Effeuille mes rêves

Main tendue IRL

J’essaie de garder la tête haute mais c’est pas facile.

Ne rien laisser paraître. Ne parler de rien, de rien qui ne compte vraiment, à personne. Ce n’est pas que les gens ne sont pas présents, physiquement ils sont là, oui, mais intérieurement il n’y a personne. Je ne m’en plains pas, la vie est ainsi pour moi aujourd’hui, mais y’a des moments où j’ai l’impression que je vais exploser.

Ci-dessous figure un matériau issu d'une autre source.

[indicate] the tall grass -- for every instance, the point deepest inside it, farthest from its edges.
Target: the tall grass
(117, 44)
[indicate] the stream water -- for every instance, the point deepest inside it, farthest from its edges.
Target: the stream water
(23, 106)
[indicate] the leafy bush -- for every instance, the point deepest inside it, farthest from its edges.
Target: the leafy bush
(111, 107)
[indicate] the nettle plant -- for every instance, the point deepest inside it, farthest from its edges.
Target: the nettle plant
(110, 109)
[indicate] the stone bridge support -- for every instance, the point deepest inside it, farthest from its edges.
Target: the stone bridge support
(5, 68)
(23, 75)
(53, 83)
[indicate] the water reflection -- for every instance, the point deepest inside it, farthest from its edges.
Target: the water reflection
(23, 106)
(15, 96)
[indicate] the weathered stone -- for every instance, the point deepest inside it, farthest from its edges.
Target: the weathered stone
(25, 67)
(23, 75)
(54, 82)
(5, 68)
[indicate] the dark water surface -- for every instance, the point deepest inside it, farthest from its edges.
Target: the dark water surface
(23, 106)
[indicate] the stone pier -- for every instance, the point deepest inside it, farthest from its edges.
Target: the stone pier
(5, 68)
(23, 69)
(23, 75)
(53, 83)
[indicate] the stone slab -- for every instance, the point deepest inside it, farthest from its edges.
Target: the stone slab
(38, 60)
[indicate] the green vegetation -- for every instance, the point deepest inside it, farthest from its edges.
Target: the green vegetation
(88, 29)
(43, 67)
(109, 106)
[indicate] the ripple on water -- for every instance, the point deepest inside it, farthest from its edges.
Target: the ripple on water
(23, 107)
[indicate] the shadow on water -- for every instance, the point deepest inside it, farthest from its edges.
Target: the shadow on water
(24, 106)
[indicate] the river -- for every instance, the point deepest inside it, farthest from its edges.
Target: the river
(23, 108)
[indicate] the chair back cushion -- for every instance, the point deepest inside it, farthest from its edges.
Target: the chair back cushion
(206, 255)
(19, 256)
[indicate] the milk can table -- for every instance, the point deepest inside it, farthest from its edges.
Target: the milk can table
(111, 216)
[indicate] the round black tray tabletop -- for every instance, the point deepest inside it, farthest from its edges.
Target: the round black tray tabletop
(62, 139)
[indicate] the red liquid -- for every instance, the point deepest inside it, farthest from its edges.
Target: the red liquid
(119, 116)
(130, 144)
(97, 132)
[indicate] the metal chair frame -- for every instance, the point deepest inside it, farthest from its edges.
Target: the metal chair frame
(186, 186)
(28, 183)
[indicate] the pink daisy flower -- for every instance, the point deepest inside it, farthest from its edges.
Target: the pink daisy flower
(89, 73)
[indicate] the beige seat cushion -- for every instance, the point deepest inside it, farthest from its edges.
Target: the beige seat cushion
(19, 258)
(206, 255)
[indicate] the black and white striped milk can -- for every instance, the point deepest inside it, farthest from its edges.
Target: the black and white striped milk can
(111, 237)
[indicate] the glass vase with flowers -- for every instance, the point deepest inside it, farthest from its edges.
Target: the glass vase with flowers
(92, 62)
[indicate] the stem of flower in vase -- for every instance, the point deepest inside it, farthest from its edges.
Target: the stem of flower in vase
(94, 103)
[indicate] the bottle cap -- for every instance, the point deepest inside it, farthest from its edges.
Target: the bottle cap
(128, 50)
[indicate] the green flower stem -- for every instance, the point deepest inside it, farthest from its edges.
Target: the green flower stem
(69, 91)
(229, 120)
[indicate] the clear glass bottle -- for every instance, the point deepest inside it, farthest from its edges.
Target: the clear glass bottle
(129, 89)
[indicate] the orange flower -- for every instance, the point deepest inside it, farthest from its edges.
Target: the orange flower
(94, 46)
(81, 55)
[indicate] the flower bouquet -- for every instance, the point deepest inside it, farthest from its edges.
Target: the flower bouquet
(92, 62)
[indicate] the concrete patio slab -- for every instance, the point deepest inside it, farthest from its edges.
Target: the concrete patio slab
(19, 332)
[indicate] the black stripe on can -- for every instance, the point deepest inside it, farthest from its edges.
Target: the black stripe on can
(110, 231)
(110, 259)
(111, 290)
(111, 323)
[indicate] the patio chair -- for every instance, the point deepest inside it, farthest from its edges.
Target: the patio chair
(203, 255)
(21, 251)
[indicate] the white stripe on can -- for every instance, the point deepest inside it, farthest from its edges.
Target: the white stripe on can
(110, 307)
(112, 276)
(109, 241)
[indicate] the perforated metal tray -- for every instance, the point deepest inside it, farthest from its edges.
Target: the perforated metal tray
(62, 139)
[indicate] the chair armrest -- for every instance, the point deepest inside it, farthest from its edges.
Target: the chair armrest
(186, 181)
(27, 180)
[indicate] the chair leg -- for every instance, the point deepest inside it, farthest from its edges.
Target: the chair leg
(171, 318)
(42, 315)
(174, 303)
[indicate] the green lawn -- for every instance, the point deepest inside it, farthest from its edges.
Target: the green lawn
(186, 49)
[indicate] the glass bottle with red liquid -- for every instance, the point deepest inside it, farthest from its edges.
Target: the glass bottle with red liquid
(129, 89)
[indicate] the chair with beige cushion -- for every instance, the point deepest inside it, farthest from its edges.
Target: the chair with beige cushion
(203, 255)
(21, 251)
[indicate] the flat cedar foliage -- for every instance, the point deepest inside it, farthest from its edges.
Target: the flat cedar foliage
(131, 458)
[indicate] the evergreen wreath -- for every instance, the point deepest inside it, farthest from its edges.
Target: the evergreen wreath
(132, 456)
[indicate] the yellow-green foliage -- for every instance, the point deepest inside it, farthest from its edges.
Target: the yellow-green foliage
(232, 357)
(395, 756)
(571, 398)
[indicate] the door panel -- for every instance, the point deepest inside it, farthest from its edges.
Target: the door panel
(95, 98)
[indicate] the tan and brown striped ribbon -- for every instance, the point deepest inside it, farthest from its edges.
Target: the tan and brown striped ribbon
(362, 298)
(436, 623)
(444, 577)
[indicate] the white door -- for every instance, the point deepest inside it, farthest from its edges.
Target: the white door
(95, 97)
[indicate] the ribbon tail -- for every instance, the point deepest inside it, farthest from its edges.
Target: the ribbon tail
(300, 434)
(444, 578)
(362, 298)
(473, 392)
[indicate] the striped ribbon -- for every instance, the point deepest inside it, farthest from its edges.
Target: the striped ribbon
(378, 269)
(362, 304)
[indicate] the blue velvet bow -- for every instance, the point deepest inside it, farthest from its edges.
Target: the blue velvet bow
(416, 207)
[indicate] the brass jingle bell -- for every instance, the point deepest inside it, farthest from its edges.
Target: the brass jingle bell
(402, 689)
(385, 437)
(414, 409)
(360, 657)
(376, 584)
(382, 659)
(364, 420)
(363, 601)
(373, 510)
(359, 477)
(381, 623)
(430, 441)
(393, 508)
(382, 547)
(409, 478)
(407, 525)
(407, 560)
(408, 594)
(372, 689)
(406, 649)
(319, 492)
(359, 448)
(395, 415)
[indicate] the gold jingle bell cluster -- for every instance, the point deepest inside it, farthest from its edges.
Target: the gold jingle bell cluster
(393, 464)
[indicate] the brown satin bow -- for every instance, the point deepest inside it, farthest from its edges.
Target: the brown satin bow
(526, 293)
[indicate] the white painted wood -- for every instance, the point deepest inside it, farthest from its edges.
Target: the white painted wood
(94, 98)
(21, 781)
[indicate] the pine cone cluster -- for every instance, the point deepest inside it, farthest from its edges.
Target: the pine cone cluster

Surtout quand la fatigue s’en mêle. J’ai toujours eu du mal à gérer la fatigue. Sûrement parce que je suis constamment fatiguée. Comme à mon habitude, je me noie dans mes rêves, dans les idées que je me fabrique pour supporter les choses qui ne bougent pas. C’est le seul moyen de me préserver que je connaisse. Le seul moyen de ressentir ce à quoi j’aspire secrètement : une main tendue. Un vrai lien avec une personne. Quelqu’un pour me comprendre. Je me cache derrière des vœux d’une façon assez maladive, je dois dire, n’importe quel prétexte est bon pour énoncer un souhait. Tout comme n’importe quel thème est sujet à être intégré dans l’une de mes rêveries.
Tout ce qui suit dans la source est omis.